RANA’S WEDDING (aka: ANOTHER DAY IN JERUSALEM)
(director: Hany Abu-Assad; screenwriters: Liana Badr/Ihab Lamey; cinematographer: Brigit Hillenius; editor: Denise Jansee; music: Bashar Abd Rabbou/Mariecke van der Linden; cast: Clara Khoury (Rana), Khalifa Natour (Khalil), Ismael Dabbag (Ramzy), Walid Abed Elsalam (Marriage Official), Zuher Fahoum (Abu Siad, Rana’s father), Bushra Karaman (Rana’s grandmother); Runtime: 90; MPAA Rating: NR; producers: Bero Beyer/George Ibrahim; Arab Film Distribution; 2002-Palestine-in Arabic with English subtitles)
“What’s interesting are the shots of daily life in East Jerusalem and how it’s seen through the eyes of the Arab heroine.”
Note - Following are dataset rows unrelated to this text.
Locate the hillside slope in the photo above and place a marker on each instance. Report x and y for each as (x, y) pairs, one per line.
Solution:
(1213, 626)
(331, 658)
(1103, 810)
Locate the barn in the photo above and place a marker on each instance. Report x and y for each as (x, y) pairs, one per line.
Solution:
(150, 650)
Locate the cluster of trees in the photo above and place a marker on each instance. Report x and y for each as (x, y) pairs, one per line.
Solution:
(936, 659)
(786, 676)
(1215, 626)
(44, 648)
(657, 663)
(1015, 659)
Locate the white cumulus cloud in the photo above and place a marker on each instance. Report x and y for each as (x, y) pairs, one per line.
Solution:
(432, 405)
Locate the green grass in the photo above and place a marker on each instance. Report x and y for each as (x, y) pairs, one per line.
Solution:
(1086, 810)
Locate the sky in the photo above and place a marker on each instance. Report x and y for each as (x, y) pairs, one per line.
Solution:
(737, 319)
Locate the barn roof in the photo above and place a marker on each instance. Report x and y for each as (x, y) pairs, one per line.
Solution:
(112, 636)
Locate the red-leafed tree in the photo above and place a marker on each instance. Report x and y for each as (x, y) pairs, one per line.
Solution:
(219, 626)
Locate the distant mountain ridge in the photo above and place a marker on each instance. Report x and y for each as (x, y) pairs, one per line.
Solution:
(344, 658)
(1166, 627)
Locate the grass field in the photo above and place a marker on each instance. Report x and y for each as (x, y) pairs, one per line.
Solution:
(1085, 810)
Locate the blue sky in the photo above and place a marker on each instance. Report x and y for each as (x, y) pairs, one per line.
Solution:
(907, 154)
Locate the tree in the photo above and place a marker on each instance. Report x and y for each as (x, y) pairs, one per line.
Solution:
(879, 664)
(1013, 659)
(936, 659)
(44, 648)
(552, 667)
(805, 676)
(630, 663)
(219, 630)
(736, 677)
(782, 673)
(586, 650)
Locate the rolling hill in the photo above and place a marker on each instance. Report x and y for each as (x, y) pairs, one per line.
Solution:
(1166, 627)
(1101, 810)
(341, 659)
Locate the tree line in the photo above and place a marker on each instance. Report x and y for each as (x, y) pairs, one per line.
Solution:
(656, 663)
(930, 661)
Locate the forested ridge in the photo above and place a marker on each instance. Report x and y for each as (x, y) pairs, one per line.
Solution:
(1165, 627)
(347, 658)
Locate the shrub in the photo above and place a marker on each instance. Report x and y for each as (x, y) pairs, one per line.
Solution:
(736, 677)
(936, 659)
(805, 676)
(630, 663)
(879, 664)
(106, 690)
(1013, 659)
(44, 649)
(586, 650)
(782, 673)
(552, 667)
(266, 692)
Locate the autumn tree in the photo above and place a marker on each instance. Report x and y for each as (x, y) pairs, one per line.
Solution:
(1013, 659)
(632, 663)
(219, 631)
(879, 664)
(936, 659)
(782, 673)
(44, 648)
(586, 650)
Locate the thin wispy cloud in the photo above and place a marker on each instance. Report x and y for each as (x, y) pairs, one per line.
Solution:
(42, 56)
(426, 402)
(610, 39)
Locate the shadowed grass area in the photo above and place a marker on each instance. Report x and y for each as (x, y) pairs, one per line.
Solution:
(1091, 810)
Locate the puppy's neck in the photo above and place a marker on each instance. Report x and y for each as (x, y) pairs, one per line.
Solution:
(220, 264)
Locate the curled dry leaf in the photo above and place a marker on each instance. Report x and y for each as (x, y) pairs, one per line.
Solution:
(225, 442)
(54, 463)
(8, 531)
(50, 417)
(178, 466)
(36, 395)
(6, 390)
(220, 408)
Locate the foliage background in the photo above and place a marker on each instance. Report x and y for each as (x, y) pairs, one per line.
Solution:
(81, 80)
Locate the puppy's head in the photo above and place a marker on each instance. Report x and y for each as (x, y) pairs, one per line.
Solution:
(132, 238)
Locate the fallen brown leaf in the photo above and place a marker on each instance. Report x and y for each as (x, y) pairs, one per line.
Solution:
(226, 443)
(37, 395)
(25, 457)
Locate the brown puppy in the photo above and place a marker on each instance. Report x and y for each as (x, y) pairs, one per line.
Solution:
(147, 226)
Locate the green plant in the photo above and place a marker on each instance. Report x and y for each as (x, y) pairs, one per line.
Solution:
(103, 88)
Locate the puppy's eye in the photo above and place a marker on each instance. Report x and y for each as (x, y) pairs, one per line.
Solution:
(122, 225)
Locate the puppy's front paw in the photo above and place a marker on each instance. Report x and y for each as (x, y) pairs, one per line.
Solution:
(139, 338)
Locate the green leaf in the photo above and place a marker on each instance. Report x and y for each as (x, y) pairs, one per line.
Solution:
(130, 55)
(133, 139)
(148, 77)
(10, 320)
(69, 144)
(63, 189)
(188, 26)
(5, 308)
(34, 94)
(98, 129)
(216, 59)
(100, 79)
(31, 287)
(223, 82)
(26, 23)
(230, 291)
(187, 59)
Reviewed by Dennis Schwartz
A less than rosy outlook at the Israeli occupation of the Palestine territories, as directed by Palestinian filmmaker Hany Abu-Assad (“Paradise Now”/”Ford Transit”). It’s written byLiana Badr and Ihab Lamey.
It chronicles the predicament of the feisty 17-year-old Rana (Clara Khoury), who lives with her wealthy parents in occupied East Jerusalem. Her fatherAbu Siad (Zuher Fahoum) is moving to Cairo and has given her a choice,she can stay home and choose from a list of potential husbands selected by her father or she can travel to Egypt with her father to finish her studies. The headstrong Rana is in love with theater director Khalil (Khalifa Natour), a Palestinian who runs a theater in Ramalla, and wishes to make her own choice–so she chooses to marry Khalil.
Rana must unite with the free-spirited artistic Khalil before the 4 P.M. deadline, but the groom is unable to reach Jerusalem that night because of a bombing. They meet the next day and locate a registrar who they must convince to marry them. They also must convince her father that Khalil’s the right choice rather than the good-provider young professional men he has chosen. There’s gridlock in Jerusalem due to the roadblocks, closed borders, rock throwing Palestinian youths and the rigid Israeli authorities and their power plays, as the wedding story becomes an obvious metaphor for the hardship of life for those Palestinians who live in an occupied land. That the wedding does take place at the last minute despite both irritating and harrowing hassles, becomes a sign of hope–even if the wedding is held in a car on the road.
The slight story is eloquently told. What’s interesting are the shots of daily life in East Jerusalem and how it’s seen through the eyes of the Arab heroine. Some of the film’s grimness is removed by its unsettling comical moments and the sympathy laid on the earnest sweet young couple as the hope for a better future. Its final words, said over the credits, are from “State of Siege,” a militant poem by Mahmoud Darwish, that calls for ongoing Palestinian resistance and faith in the future.
It was shot on location in East Jerusalem, Ramallah and at checkpoints in-between.